Updating importance over time
Priorities change. A project deadline that was importance 0.8 last month might be irrelevant after launch. MemoClaw lets you update importance scores:
memoclaw update <memory-id> --importance 0.1
You can build this into your agent’s workflow. After a project ships, have it lower the importance of project-specific memories. Or flag memories that haven’t been recalled in 30 days for review.
The consolidate endpoint can also help here. It uses GPT-4o-mini to identify redundant or outdated memories and suggest merges or deletions.
Common mistakes
Scoring everything high. If everything is importance 0.9, nothing is. Be honest about what actually matters. Most memories are 0.3-0.6 range.
Never updating scores. Stale high-importance memories create noise. Build a habit of periodic review, either manually or through your agent’s consolidation routine.

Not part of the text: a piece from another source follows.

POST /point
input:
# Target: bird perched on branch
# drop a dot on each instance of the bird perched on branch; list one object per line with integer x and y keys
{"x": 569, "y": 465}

Ignoring importance entirely. If you don’t pass an importance score, MemoClaw defaults to 0.5. That’s fine for testing, but you’re leaving value on the table. Even rough scoring (high/medium/low mapped to 0.8/0.5/0.2) is better than nothing.
Getting started
If you’re already using MemoClaw, start adding importance scores to your store calls today. You don’t need to go back and score existing memories right away. Just start with new ones.
If you’re not using MemoClaw yet, install the OpenClaw skill:
clawhub install anajuliabit/memoclaw
Or if you prefer the standalone CLI:
npm install -g memoclaw
Either way, you get 100 free API calls — enough to build out your importance framework and see how ranked recall changes your agent’s behavior.
Check the full docs for the complete API reference, including batch storage, namespaces, and the consolidation endpoint mentioned above.
Your agent’s memory is only as good as its ability to find the right thing at the right time. Importance scoring is how you make that happen.